FringeArts: How did you become involved in this project?

Sam Tower. Photos courtesy Plate 3.

Sam Tower. Photo courtesy Plate 3.

Sam Tower: When Allison Heishman became the new artistic director of Simpatico Theatre, it was clear that her talents as a producer and director would support the community-centered mission of the company, and that she would continue to bring imaginative, socially driven new work to Philadelphia. Well, she decided to waste NO time in getting a new season up on its feet. She approached me as a director for Red Bike, and upon my first reading of Caridad’s play I was shook/enthralled/conflicted/inspired… all the things you want to be when beginning a new artistic process.

FringeArts: What appeals to you about Caridad Svich’s writing and this play in particular?

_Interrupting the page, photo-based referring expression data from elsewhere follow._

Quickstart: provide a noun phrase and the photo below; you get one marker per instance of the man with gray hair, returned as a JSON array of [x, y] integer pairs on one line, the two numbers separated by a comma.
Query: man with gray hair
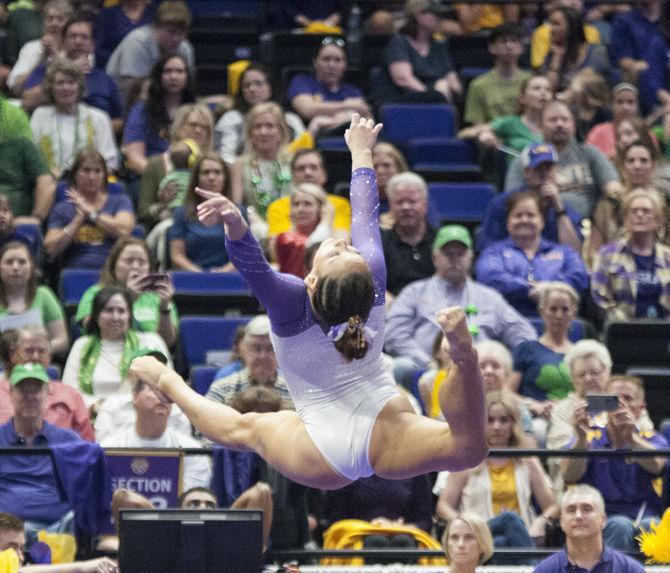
[[408, 244], [583, 520], [260, 366]]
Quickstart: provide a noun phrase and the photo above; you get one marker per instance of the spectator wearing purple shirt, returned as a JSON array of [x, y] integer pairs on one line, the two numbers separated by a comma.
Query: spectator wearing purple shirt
[[626, 483], [525, 260], [323, 100], [582, 520]]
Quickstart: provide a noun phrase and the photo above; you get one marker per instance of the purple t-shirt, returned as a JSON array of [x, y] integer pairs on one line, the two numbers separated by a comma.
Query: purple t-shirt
[[90, 246], [137, 128], [308, 84], [625, 486]]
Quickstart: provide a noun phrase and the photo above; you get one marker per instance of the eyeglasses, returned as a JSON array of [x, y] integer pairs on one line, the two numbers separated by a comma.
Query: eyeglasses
[[330, 40]]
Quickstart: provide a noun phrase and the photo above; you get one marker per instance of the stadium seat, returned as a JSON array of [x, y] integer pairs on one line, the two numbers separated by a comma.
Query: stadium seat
[[73, 283], [458, 202], [200, 334], [201, 378], [403, 122], [207, 293]]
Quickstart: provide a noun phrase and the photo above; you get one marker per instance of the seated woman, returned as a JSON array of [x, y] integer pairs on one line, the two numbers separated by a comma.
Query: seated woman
[[500, 489], [255, 87], [467, 542], [99, 360], [323, 100], [327, 331], [540, 374], [193, 124], [631, 275], [418, 67], [516, 131], [24, 302], [263, 173], [193, 246], [148, 124], [66, 126], [517, 265], [625, 105], [83, 229], [388, 161], [128, 265], [312, 217], [570, 52]]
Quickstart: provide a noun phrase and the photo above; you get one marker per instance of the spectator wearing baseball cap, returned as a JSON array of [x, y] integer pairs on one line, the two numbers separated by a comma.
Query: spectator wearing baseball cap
[[411, 327], [562, 223], [496, 93], [517, 265]]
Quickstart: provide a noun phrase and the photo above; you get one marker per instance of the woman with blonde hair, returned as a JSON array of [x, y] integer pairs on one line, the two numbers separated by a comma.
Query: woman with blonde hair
[[631, 276], [500, 489], [263, 173], [191, 134], [540, 375], [467, 542]]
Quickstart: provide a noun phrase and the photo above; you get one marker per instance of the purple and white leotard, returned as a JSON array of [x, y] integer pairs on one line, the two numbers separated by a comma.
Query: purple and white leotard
[[337, 400]]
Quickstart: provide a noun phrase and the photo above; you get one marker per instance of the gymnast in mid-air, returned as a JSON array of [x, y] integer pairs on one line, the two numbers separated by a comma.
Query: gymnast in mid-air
[[328, 332]]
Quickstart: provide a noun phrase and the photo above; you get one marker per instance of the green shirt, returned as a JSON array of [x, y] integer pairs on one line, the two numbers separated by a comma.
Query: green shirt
[[514, 133], [146, 310], [45, 304], [490, 96], [21, 164], [13, 121]]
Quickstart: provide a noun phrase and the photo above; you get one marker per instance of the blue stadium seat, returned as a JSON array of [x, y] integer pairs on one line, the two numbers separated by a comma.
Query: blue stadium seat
[[458, 202], [201, 378], [73, 283], [200, 334], [209, 283], [442, 152], [403, 122]]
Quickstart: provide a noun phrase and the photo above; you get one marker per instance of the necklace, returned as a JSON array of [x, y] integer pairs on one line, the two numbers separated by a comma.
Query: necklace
[[270, 185]]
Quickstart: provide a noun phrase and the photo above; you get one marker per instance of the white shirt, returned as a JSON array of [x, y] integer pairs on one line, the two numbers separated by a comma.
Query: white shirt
[[197, 471]]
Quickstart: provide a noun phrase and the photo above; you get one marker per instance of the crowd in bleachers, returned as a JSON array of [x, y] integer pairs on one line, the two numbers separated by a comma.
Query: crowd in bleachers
[[522, 175]]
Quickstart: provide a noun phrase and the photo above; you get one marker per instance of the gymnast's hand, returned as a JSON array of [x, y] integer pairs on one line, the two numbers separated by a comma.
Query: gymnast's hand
[[362, 134], [216, 209], [150, 371]]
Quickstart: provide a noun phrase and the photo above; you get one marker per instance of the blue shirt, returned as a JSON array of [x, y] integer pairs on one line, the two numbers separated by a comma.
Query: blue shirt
[[101, 91], [625, 486], [27, 486], [494, 226], [506, 268], [137, 128], [611, 561], [308, 84], [205, 246]]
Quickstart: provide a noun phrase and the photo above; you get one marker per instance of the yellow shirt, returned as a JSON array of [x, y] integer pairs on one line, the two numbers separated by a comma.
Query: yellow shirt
[[540, 43], [503, 488], [279, 220]]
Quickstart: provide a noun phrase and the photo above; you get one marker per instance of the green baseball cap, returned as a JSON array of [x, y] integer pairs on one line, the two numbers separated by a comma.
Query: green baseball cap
[[28, 371], [450, 233], [155, 352]]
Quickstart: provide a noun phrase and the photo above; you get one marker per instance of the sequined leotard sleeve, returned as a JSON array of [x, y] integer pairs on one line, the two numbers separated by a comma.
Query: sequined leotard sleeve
[[285, 296]]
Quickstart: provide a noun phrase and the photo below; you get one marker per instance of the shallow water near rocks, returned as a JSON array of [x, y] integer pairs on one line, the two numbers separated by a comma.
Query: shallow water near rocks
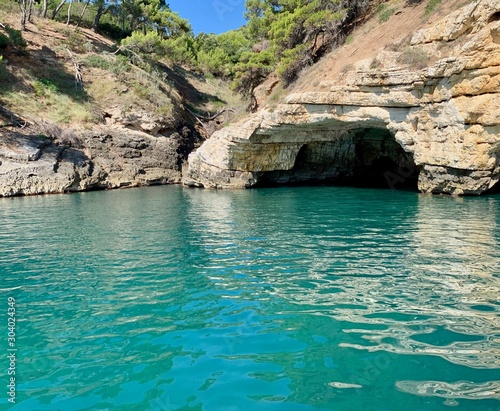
[[291, 299]]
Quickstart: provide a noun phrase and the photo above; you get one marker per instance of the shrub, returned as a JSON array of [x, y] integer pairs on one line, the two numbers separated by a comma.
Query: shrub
[[44, 87], [146, 44], [76, 42], [431, 6], [12, 39]]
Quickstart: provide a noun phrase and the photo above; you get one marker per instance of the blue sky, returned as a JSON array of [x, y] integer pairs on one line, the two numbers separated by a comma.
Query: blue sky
[[211, 16]]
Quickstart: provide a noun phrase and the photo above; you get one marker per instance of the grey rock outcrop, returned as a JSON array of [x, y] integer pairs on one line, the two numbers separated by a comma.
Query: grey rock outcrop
[[445, 119], [103, 158]]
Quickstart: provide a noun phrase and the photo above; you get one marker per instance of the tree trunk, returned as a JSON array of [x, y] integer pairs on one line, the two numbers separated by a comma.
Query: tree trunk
[[97, 19], [30, 10], [24, 14], [82, 14], [44, 9], [58, 8], [69, 12]]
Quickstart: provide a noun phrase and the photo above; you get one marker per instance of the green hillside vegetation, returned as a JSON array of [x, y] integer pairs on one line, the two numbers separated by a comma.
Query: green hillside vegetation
[[282, 36]]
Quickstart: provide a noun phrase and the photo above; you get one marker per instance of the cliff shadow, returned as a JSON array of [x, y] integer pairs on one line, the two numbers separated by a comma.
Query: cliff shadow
[[367, 157]]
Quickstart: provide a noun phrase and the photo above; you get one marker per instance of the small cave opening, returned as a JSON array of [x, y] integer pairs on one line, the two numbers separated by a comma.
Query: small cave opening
[[495, 190], [368, 158]]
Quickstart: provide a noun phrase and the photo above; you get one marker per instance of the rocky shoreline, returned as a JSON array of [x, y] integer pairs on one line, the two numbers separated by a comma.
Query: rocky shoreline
[[103, 158], [445, 116]]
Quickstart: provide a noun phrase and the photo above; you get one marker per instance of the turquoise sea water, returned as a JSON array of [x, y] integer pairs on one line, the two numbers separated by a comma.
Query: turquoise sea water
[[293, 299]]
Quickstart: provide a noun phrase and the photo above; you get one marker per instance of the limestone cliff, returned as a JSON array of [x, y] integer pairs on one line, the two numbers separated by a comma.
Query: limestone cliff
[[99, 159], [439, 123]]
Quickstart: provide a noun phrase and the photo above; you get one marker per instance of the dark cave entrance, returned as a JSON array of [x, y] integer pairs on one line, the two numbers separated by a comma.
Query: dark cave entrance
[[493, 190], [369, 157]]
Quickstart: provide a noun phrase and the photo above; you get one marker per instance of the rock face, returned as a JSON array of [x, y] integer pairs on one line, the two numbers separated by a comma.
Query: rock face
[[439, 123], [101, 159]]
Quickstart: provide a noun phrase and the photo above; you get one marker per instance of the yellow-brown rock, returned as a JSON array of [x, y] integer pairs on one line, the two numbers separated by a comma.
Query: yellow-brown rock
[[444, 120]]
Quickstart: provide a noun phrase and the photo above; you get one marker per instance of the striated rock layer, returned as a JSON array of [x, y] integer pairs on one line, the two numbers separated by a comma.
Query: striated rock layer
[[99, 159], [440, 123]]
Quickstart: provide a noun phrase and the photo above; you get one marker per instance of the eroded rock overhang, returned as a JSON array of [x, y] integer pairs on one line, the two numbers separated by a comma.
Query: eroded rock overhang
[[446, 118]]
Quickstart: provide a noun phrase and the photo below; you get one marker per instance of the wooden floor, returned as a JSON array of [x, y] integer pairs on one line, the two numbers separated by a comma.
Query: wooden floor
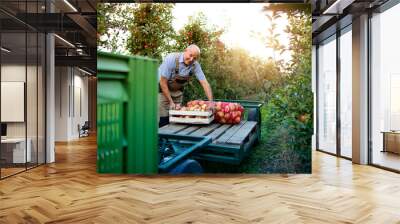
[[70, 191], [387, 159]]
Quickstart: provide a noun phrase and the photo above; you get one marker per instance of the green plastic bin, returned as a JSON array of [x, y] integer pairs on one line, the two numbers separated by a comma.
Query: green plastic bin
[[127, 114]]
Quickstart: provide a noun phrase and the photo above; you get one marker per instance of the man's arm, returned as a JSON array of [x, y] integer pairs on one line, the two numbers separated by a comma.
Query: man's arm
[[207, 89], [165, 90]]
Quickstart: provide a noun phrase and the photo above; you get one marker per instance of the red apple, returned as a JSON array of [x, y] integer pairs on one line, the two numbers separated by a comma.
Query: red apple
[[232, 106], [226, 109], [237, 120], [227, 116]]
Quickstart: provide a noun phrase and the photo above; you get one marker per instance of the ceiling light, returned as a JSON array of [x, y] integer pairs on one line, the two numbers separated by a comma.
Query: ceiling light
[[5, 50], [70, 5], [86, 72], [65, 41]]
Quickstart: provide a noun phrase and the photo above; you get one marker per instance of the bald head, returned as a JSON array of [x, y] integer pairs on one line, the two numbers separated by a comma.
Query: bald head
[[191, 54]]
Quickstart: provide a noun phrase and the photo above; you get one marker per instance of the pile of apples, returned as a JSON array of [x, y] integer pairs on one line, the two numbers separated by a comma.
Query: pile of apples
[[195, 105], [224, 112], [228, 113]]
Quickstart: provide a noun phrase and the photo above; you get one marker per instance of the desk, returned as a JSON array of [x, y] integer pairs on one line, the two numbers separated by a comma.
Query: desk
[[391, 141], [16, 147]]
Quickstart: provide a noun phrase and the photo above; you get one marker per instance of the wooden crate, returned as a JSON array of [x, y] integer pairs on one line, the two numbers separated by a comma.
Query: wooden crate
[[206, 117]]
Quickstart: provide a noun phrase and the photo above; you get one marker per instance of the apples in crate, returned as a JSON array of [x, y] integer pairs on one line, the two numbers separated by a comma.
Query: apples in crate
[[228, 113], [195, 112]]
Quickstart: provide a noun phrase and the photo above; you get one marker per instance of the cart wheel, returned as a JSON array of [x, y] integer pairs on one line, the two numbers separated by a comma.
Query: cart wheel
[[187, 166], [255, 115]]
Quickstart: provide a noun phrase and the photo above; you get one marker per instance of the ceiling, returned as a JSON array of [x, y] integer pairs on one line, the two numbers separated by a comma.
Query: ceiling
[[74, 22], [328, 15]]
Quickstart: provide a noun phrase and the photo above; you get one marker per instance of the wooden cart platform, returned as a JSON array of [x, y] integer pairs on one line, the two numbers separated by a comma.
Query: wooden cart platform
[[230, 142]]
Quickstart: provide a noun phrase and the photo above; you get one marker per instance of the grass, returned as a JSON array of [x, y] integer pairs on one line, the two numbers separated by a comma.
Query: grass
[[271, 155]]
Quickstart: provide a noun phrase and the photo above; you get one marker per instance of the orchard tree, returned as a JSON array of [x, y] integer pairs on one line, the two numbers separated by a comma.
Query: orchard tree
[[151, 29], [112, 26]]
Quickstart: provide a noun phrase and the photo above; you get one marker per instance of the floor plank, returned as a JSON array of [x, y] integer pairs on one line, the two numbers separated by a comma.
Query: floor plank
[[70, 191]]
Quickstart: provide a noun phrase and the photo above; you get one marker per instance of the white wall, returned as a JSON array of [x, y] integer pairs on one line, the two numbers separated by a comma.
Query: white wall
[[70, 83]]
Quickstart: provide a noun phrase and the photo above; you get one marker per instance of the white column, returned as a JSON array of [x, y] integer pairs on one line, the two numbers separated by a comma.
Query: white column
[[360, 90], [50, 99]]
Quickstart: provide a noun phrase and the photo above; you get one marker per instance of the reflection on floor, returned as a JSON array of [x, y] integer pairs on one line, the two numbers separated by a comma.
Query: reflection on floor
[[11, 169], [387, 159]]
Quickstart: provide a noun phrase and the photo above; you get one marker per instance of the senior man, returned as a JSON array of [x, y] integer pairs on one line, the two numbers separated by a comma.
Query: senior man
[[173, 75]]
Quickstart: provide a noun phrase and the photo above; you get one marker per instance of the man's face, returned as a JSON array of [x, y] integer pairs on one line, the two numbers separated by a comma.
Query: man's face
[[190, 56]]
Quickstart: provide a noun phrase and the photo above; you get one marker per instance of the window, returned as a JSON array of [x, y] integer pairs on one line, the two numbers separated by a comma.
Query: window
[[385, 88], [346, 92], [327, 95]]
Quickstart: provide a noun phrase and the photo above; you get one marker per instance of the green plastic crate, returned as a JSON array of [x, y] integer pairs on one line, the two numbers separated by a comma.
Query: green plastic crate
[[127, 114]]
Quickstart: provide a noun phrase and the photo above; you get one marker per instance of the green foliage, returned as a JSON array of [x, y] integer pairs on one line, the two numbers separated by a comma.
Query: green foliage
[[290, 106], [112, 26], [151, 29]]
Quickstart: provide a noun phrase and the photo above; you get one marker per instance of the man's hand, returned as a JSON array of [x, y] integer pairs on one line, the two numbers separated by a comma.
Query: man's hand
[[211, 106], [207, 89], [172, 105]]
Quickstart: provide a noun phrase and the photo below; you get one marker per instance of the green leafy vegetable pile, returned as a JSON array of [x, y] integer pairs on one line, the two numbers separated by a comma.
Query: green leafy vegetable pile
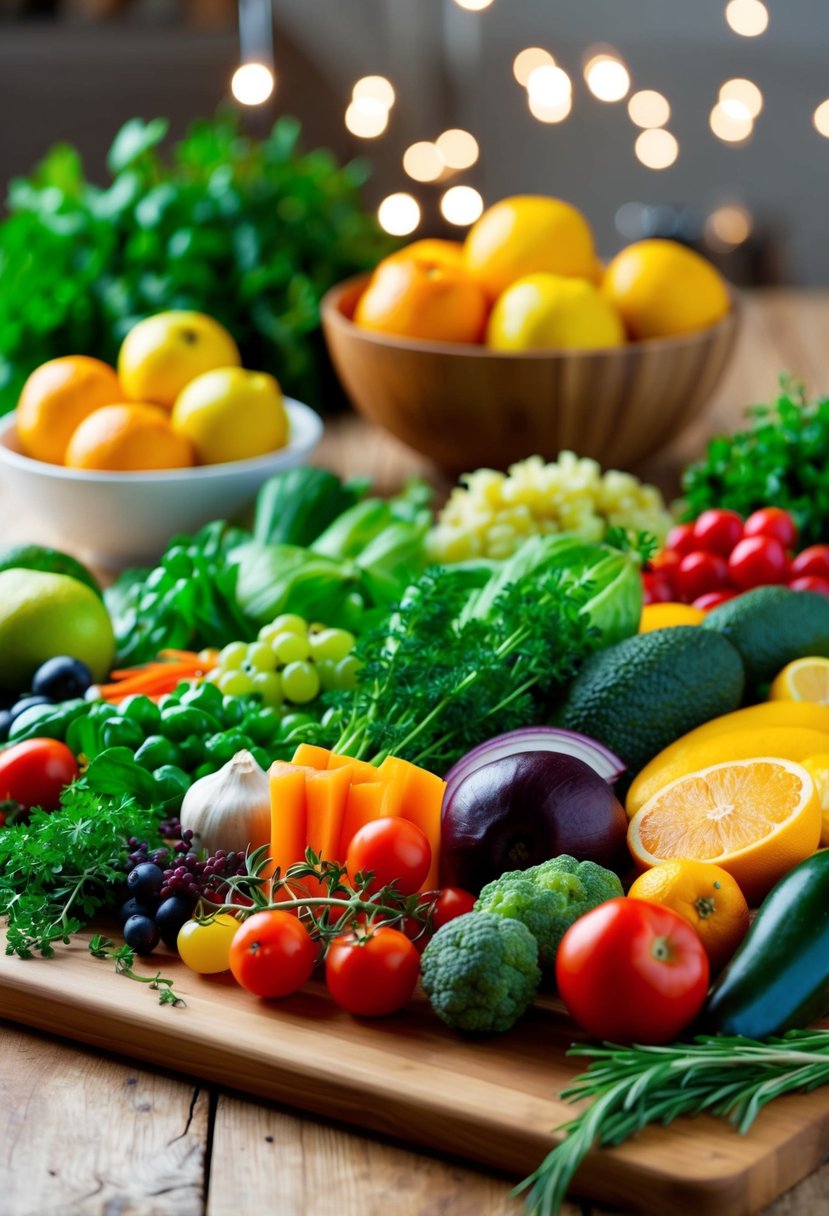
[[783, 459], [251, 231]]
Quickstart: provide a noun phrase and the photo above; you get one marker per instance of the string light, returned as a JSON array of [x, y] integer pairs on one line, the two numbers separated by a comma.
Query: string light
[[648, 108], [457, 148], [821, 118], [740, 97], [657, 148], [423, 162], [746, 17], [366, 118], [377, 89], [461, 206], [399, 214], [252, 84], [607, 78], [729, 128], [528, 60]]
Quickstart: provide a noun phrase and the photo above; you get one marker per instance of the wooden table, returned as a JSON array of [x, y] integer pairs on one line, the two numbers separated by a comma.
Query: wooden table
[[88, 1133]]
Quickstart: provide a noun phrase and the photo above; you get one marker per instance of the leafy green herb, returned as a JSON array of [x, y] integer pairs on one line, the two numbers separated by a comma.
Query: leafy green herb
[[60, 868], [433, 685], [251, 231], [124, 961], [631, 1087], [780, 460]]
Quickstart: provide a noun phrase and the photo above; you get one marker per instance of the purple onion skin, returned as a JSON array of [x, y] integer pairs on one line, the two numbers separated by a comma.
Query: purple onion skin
[[524, 809]]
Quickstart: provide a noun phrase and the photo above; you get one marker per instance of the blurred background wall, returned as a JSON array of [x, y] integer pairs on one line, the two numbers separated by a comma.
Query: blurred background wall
[[77, 68]]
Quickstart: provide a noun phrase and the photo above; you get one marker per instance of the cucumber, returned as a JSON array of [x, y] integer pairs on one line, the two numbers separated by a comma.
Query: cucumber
[[779, 977]]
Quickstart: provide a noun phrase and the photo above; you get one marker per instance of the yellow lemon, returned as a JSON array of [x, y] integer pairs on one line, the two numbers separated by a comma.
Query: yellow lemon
[[547, 311], [231, 414], [163, 353], [661, 288], [524, 235]]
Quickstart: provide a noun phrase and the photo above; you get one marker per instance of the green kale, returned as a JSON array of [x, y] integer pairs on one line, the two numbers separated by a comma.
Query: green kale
[[550, 898], [480, 972]]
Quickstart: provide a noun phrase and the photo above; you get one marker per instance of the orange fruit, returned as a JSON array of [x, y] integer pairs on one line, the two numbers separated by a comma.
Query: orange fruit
[[757, 818], [430, 300], [661, 288], [802, 680], [704, 895], [548, 311], [130, 438], [664, 615], [163, 353], [57, 397], [526, 235]]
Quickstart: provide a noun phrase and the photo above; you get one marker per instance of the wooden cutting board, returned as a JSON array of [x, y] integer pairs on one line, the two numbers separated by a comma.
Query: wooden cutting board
[[492, 1101]]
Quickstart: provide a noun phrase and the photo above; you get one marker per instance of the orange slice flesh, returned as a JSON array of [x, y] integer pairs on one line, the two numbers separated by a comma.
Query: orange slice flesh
[[802, 680], [757, 818]]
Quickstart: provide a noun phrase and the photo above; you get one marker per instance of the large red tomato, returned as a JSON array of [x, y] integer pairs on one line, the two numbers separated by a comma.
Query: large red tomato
[[632, 972]]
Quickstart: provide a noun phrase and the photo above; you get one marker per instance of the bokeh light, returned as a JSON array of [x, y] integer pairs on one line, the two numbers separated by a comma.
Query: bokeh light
[[657, 148], [530, 58], [252, 84], [366, 118], [457, 148], [821, 118], [399, 214], [461, 206], [728, 127], [423, 162], [649, 108], [740, 97], [607, 78], [377, 89], [746, 17]]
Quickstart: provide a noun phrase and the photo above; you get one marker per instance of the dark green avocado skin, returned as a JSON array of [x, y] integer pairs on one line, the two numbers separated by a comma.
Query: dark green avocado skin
[[779, 977]]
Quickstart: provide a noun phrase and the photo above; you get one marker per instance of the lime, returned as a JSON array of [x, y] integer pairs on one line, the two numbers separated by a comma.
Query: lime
[[44, 614], [52, 561]]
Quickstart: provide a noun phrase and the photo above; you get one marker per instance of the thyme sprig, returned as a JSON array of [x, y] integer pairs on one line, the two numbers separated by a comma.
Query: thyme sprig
[[631, 1087]]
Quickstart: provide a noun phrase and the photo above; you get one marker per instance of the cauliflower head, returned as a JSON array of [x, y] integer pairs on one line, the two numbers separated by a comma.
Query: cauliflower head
[[548, 898], [480, 972]]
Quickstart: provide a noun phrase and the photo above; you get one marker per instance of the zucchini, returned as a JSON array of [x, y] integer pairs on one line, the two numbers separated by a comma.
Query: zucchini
[[779, 977]]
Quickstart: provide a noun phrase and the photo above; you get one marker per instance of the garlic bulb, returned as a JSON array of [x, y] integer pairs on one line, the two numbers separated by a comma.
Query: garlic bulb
[[230, 809]]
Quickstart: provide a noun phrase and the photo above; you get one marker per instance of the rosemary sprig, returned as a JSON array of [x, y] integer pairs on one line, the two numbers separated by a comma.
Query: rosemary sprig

Sam Tower: The play is direct address from the perspective of “The Kid”, an 11-year-old. “The Kid” is a detailed storyteller, and also a dizzying narrator, taking you down winding curves and tunnels of memory, fantasy and vulnerable confessions of the pre-adolescent person. The play is cyclical, raw and poetic, and the language is so vibrant — dreamy and cutting at the same time. On first reading, I was already seeing three bodies in space as The Kid and hearing percussive musical scoring inside my head — that’s when you know you have to go for it. I quickly brought Jordan McCree and Andrew Nittoli of ILL DOOTS on board as live musicians to score this Kid’s epic afternoon on their bike.

FringeArts: How does directing this play fit into your other work?

Sam Tower: Caridad has written, “Writing for live performance is about writing for the body. It’s all in the body,” which speaks to my artistic process so directly. The rhythm and physicality of the body are integral in the work I make with actors. Athletic physicality is a vessel to be filled, a container for our deepest rivers of unexplainable expression. Those experiences must be held somehow. And in this play, they live in between the details, in lives in the long strings of broken words, they live in the music, and in the body.